Harman yerinin bitişiğindeki karaçam ormanında gecenin olmasını bekledim. Burada lülü ne arar, ancak sesi ve kokusuyla insanı çileden çıkaran zığa kuşunun sesi var. “Gak, gak, gak da gak.” Hava karardı, sesler duyuldu. Bir yandan kırbaç sesi, bir yandan da ağza alınmayacak nahoş sözler. Lamas, derisi paramparça olmuş Yamo’ya vuruyor da vuruyor. Etraf daha da allara bürünüyor. Kırbaç çıplak bedene vuruyor, çiğ bir ses geceye yayılıyor. Lamas ve adamlarının gülme sesi ciğerimi dağlıyor. “Hani seni severdi? Kendisi, babası, kabilesi, senin kabilen nerde? İşte bu kadar, bir kabile reisinin kızı sana ancak eğlenmek için bakar. Nuya kabilesinin karşısına çıkmak da k...” “Tak.”

Köyün bilgesinin yaptığı, ucuna çıldıran zehri sürülmüş oku Lamas’a doğru tuttum.

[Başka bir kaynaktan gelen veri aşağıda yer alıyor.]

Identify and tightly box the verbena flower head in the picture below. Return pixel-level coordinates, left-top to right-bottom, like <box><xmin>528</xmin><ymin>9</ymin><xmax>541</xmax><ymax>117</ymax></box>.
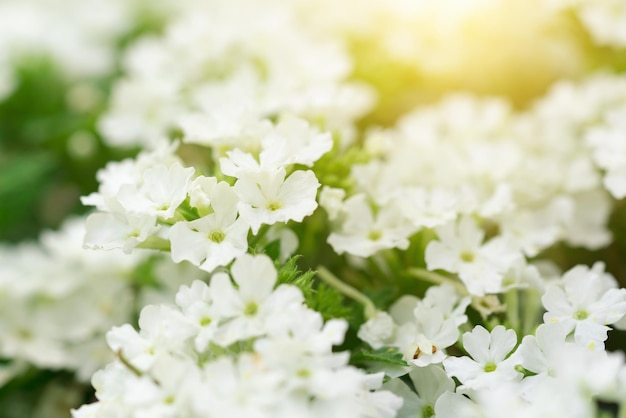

Ok kafasına isabet edince, etrafa bu sefer ondan çıkan ses yayıldı. Herkes şaşkın, boğuk sesler birbirine girmiş. Bağırıyorum. “Gelin, hepiniz gelin.” Lamas’ın adamlarını küheylanımla tek tek yere seriyoruz. Yardım çağırmak için kabilenin konak yerine koşanların hızını, tek okla kesiyoruz. Gece eğlencesini kanla yapmak için gelen üç, beş sarhoşla baş etmesi zor olmuyor.

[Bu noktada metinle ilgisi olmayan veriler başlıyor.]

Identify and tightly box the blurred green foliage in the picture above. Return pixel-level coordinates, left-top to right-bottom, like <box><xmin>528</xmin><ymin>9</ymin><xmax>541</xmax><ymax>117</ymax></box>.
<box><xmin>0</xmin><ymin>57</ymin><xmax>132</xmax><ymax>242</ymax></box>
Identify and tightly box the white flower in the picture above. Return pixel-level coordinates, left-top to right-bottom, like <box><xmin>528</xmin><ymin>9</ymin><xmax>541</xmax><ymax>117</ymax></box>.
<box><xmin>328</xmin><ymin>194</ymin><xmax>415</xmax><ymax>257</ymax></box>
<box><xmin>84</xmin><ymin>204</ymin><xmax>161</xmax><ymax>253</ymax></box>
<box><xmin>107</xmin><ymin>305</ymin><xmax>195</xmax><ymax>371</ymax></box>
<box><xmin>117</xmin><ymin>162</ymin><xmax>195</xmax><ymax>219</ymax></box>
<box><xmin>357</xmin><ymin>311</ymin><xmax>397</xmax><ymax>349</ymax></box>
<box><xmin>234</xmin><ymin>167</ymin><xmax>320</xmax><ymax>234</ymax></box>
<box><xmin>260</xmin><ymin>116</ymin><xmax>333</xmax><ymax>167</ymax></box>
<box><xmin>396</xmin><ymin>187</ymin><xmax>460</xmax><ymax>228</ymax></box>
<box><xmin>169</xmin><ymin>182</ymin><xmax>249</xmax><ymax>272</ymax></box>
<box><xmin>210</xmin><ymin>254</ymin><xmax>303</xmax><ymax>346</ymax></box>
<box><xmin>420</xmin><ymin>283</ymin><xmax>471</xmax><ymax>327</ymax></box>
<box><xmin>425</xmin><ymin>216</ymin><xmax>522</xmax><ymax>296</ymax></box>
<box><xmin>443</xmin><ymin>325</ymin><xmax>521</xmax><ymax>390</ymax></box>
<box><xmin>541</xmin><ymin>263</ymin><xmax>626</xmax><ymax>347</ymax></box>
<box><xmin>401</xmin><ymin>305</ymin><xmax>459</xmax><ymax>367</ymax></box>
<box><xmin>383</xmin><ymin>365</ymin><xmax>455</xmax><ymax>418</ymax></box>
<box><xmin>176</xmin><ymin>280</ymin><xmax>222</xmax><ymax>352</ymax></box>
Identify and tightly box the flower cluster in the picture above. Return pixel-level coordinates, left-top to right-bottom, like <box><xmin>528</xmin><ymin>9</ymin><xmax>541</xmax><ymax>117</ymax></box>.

Yamo’ya yaklaşıyorum. Ölüm ağacının üzerine atlayıp, ellerini ve ayaklarını bağladıkları ipleri çözüyorum. “Biliyordum geleceğini,” diyor titrek sesle. Ellerini çözüyorum, zar zor kaldırdığı elleriyle yanaklarımı tutuyor. Bu sefer kanın verdiği ıslaklık ve dudaklarındaki kan tabakası ile beni öpüyor ve olduğu yere yığılıyor. Zar zor nefes alıyor.

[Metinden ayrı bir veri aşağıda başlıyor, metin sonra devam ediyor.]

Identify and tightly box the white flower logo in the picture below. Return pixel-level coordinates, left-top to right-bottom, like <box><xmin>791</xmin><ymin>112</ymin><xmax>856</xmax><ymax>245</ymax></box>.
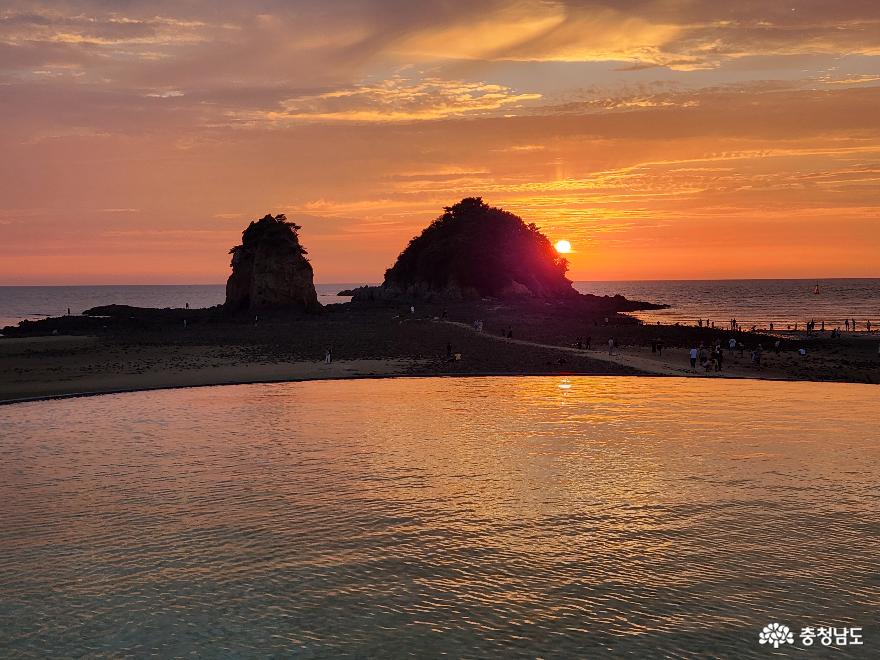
<box><xmin>758</xmin><ymin>623</ymin><xmax>794</xmax><ymax>649</ymax></box>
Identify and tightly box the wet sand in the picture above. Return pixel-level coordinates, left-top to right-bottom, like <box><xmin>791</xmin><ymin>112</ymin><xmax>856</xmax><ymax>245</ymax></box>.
<box><xmin>0</xmin><ymin>302</ymin><xmax>880</xmax><ymax>402</ymax></box>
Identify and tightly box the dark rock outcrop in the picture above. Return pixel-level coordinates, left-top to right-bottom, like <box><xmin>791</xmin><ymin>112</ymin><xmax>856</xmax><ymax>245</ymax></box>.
<box><xmin>380</xmin><ymin>197</ymin><xmax>578</xmax><ymax>299</ymax></box>
<box><xmin>225</xmin><ymin>214</ymin><xmax>321</xmax><ymax>311</ymax></box>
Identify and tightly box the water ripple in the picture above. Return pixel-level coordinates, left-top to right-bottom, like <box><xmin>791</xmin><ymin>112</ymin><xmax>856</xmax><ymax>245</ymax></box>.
<box><xmin>0</xmin><ymin>378</ymin><xmax>880</xmax><ymax>657</ymax></box>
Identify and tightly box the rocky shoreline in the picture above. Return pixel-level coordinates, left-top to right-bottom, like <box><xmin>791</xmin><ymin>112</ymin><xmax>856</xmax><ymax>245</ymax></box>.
<box><xmin>0</xmin><ymin>296</ymin><xmax>880</xmax><ymax>401</ymax></box>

“Tak.” Sırtımın tam ortasına isabet eden bıçağın verdiği acıyı ilkin hissetmiyorum. Ayaklarıma doğru inen kanın sıcaklığı ile dizlerimin üzerine çöküyorum. “Şinu!” diye cansız, ince bir çığlık atıyor Yamo. Sürünerek yanıma yaklaşıyor, kanlar içinde birbirimize sarılıyoruz. “Seni se...” diyorum, gerisini getiremiyorum. “Sen güzelsin Şinu, gerisi çir...” diyor Yamo, sonrası duyulmuyor.